The following describes the implementation of Gaussian processes in stats++. Familiarity with the theory behind Gaussian processes is assumed.

Introduction

In stats++, all Gaussian process functionality can included in a project via the following header file:

#include "statsxx/machine_learning/Gaussian_process.hpp"

It is important to note that all subroutines and classes that provide this functionality are encapsulated in the Gaussian_process namespace:

namespace Gaussian_process
{
    ...
}

Model selection

The first step in constructing a Gaussian process is to specify its underlying model. Recall that a Gaussian process is fully specified by a mean function $\mu(\mathbf{x})$ and covariance function $k(\mathbf{x},\mathbf{x}')$. Model selection is concerned with choosing their functional forms and values for any hyperparameters (including those inherent to the Gaussian process).
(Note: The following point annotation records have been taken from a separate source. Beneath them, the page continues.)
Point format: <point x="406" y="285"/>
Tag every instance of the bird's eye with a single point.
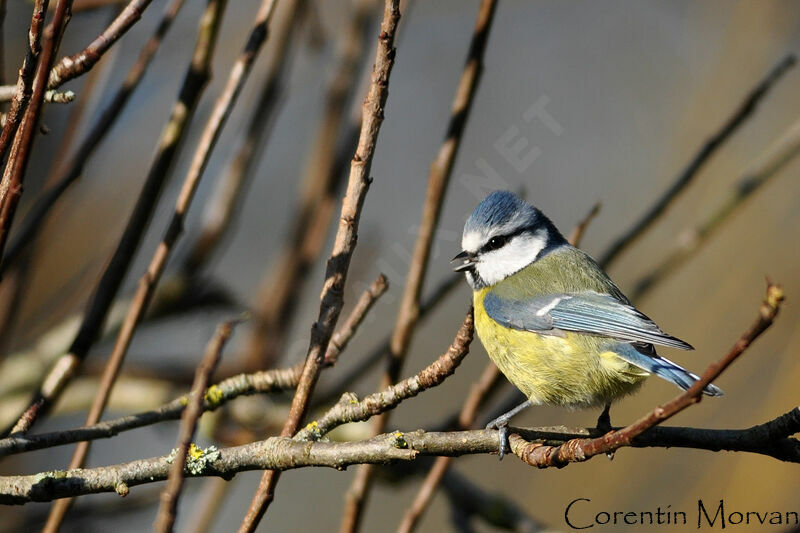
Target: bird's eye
<point x="496" y="242"/>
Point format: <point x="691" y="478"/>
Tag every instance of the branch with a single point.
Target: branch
<point x="349" y="409"/>
<point x="343" y="247"/>
<point x="265" y="382"/>
<point x="766" y="167"/>
<point x="194" y="83"/>
<point x="283" y="453"/>
<point x="20" y="93"/>
<point x="276" y="301"/>
<point x="23" y="135"/>
<point x="107" y="288"/>
<point x="41" y="208"/>
<point x="438" y="179"/>
<point x="75" y="65"/>
<point x="746" y="108"/>
<point x="169" y="497"/>
<point x="544" y="456"/>
<point x="222" y="207"/>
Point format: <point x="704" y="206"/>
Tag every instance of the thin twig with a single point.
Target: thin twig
<point x="20" y="93"/>
<point x="543" y="456"/>
<point x="766" y="167"/>
<point x="19" y="154"/>
<point x="276" y="300"/>
<point x="438" y="178"/>
<point x="345" y="380"/>
<point x="772" y="439"/>
<point x="2" y="41"/>
<point x="745" y="110"/>
<point x="264" y="382"/>
<point x="344" y="245"/>
<point x="350" y="409"/>
<point x="32" y="223"/>
<point x="488" y="380"/>
<point x="223" y="204"/>
<point x="171" y="493"/>
<point x="77" y="64"/>
<point x="195" y="81"/>
<point x="97" y="309"/>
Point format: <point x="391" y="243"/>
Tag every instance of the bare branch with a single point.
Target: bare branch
<point x="343" y="247"/>
<point x="264" y="382"/>
<point x="745" y="110"/>
<point x="438" y="178"/>
<point x="108" y="117"/>
<point x="282" y="453"/>
<point x="23" y="134"/>
<point x="349" y="409"/>
<point x="169" y="497"/>
<point x="100" y="303"/>
<point x="767" y="166"/>
<point x="317" y="203"/>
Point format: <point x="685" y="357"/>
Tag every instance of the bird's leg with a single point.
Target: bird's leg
<point x="604" y="420"/>
<point x="604" y="426"/>
<point x="501" y="424"/>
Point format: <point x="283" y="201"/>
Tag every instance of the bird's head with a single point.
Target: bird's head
<point x="501" y="237"/>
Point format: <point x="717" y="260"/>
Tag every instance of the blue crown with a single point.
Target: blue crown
<point x="500" y="208"/>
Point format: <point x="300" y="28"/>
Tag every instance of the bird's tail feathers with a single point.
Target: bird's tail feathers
<point x="666" y="369"/>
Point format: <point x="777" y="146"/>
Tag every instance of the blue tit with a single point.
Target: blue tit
<point x="551" y="319"/>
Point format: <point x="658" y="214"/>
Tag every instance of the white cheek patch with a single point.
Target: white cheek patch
<point x="518" y="253"/>
<point x="472" y="241"/>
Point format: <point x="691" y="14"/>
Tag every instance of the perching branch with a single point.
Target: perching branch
<point x="264" y="382"/>
<point x="281" y="453"/>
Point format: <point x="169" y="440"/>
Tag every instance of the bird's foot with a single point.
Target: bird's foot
<point x="604" y="421"/>
<point x="501" y="425"/>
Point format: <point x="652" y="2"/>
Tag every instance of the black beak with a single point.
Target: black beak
<point x="467" y="261"/>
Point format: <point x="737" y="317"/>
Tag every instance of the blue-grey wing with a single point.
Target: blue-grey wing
<point x="589" y="312"/>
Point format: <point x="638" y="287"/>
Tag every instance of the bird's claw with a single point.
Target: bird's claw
<point x="502" y="431"/>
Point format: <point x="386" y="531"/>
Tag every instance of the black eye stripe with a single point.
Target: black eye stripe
<point x="499" y="241"/>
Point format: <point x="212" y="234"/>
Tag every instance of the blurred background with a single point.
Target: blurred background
<point x="630" y="90"/>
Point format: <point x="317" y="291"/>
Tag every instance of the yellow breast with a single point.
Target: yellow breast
<point x="571" y="369"/>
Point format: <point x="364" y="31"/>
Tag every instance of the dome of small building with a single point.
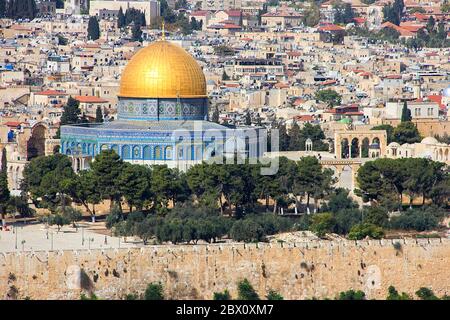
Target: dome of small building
<point x="446" y="92"/>
<point x="429" y="140"/>
<point x="162" y="70"/>
<point x="394" y="145"/>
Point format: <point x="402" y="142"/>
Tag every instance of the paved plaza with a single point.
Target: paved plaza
<point x="38" y="237"/>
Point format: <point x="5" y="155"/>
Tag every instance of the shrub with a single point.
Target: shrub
<point x="154" y="291"/>
<point x="426" y="294"/>
<point x="376" y="215"/>
<point x="394" y="295"/>
<point x="58" y="220"/>
<point x="322" y="223"/>
<point x="225" y="295"/>
<point x="131" y="296"/>
<point x="362" y="230"/>
<point x="415" y="219"/>
<point x="114" y="217"/>
<point x="246" y="291"/>
<point x="246" y="230"/>
<point x="352" y="295"/>
<point x="346" y="219"/>
<point x="273" y="295"/>
<point x="92" y="296"/>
The hyperparameters of optimize_hyperparameters():

std::pair<std::vector<double>,
          double> Gaussian_process::optimize_hyperparameters(std::unique_ptr<CovarianceFunction> const &k,
                                                             std::vector<double> theta,
                                                             const Matrix<double> &X,
                                                             const Vector<double> &y,
                                                             double sigma_n)

As an example code to optimize the hyperparameters of the squared exponential covariance function and noise in a dataset is as follows:

Matrix<double> X = ...;
Vector<double> y = ...;
double sigma_n = ...;
 
std::vector<double> theta = ...;
std::unique_ptr<CovarianceFunction> k = std::unique_ptr<SquaredExponential>(new SquaredExponential(theta));
 
std::vector<double> theta_opt;
double sigma_n_opt;
std::tie(theta_opt, sigma_n_opt) = Gaussian_process::optimize_hyperparameters(k, theta, X, y, sigma_n);
 
k->assign_hyperparameters(theta_opt);

Constructing a Gaussian process

Once a model has been selected, it can be used to construct a Gaussian process. In stats++, this is accomplished via the GaussianProcess class:

class GaussianProcess
{
    ...
}

The GaussianProcess constructor reflects the fact that it is fully specified by $\mu(\mathbf{x})$ and $k(\mathbf{x},\mathbf{x}')$ (the former assumed 0):

Gaussian_process::GaussianProcess::GaussianProcess(std::unique_ptr<CovarianceFunction> const &k_arg)

As an example code to construct a Gaussian process with the squared exponential covariance function is as follows:

std::vector<double> theta = ...;
std::unique_ptr<CovarianceFunction> cf = std::unique_ptr<SquaredExponential>(new SquaredExponential(theta));
Gaussian_process::GaussianProcess gp(cf);

Adding training data

After the Gaussian process has been constructed, the next step is to add training data; this is accomplished via the following function:

void Gaussian_process::GaussianProcess::add_data(const Matrix<double> &X_arg, 
                                                 const Vector<double> &y_arg, 
                                                 const double sigma_n_arg)

After data has been added, the likelihood of the data (and its derivatives with respect to the hyperparameters) can be calculated using the functions:

double GaussianProcess::likelihood()
std::vector<double> GaussianProcess::dlikelihood()

Prediction

After training data has been added to a Gaussian process, it can be used to make predictions about new observations.

void Gaussian_process::GaussianProcess::predict(const Vector<double> &x)